” I suggested that a better test, one with fewer false positives, should be used the next time this anti-viral is tried. “
The test for ebola is fraught with false negatives, not false positives.
If you look at the structure for this particular drug you will see a very similar structural moiety that’s also present in the favipiravir that’s arrested ebola in lab studies.
What ‘rigorous controls’ would you suggest with patients who have an 80+% mortality rate should they be placed in a ‘control’ group?

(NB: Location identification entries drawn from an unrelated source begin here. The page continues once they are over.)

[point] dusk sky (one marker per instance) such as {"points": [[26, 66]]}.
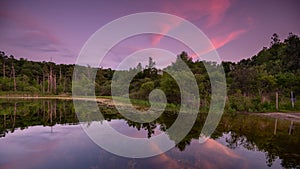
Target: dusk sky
{"points": [[57, 30]]}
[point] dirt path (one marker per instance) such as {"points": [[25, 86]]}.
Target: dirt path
{"points": [[286, 116]]}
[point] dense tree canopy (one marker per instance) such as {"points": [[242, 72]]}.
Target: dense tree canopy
{"points": [[273, 69]]}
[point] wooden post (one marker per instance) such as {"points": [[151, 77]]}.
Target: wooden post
{"points": [[292, 99], [276, 100], [275, 128], [291, 128]]}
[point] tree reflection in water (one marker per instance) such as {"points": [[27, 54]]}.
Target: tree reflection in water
{"points": [[276, 138]]}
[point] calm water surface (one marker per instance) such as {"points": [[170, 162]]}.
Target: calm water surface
{"points": [[46, 134]]}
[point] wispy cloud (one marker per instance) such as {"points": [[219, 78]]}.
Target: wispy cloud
{"points": [[211, 12], [27, 32], [220, 41]]}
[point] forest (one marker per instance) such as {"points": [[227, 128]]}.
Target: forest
{"points": [[252, 84]]}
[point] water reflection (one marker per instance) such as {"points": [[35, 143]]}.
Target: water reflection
{"points": [[46, 134]]}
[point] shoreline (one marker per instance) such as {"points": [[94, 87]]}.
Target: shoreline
{"points": [[291, 116]]}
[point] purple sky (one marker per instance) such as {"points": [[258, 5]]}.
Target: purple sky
{"points": [[41, 30]]}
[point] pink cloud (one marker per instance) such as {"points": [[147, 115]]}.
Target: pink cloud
{"points": [[164, 29], [209, 11], [220, 41]]}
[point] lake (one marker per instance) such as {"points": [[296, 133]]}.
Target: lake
{"points": [[46, 134]]}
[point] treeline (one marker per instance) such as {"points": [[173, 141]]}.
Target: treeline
{"points": [[252, 84]]}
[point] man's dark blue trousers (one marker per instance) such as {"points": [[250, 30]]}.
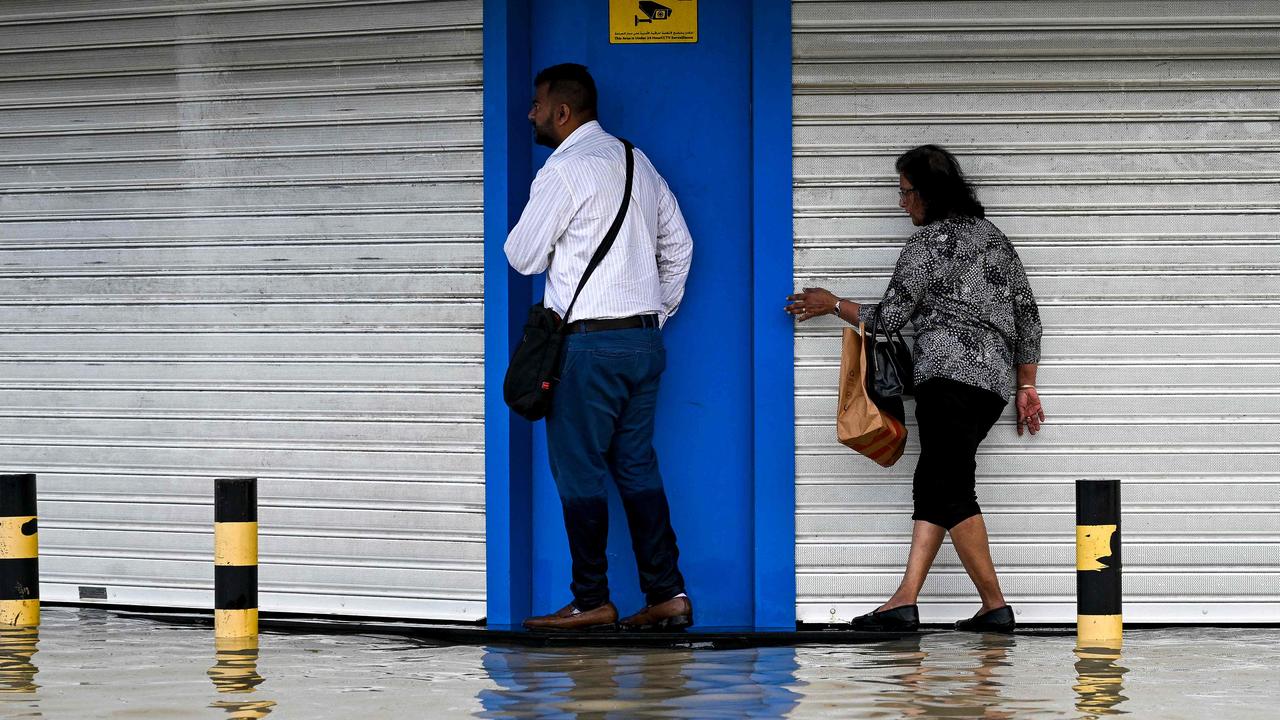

Maybe if we wait 6 months or so to set up a proper experiment we could ‘properly’ test this and other experimental drugs. Course, there’ll be a half a million dead by then. But at least we’ll have a properly controlled experiment.
If your loved one was infected with ebola would you stamp your foot and insist on only treatments that had been tested with ‘proper controls’?
I would advise not rejecting the scientific method under these circumstances. The more dire the circumstances the greater the need to operate free of bias and sentimentality.
Simple replication of the findings by another professional would suffice as a first step.
I remember a few years ago when an enthusiastic clinician announced that Vitamin D prevented influenza.
The issue isn’t withholding treatment. No one advocated control groups — the rest of the sick population is the control group. The issue is advancing treatment for this deadly disease based on valid and repeatable findings.
The observation from one of the articles that a theoretical justification is found in the viral similarity to HIV is encouraging.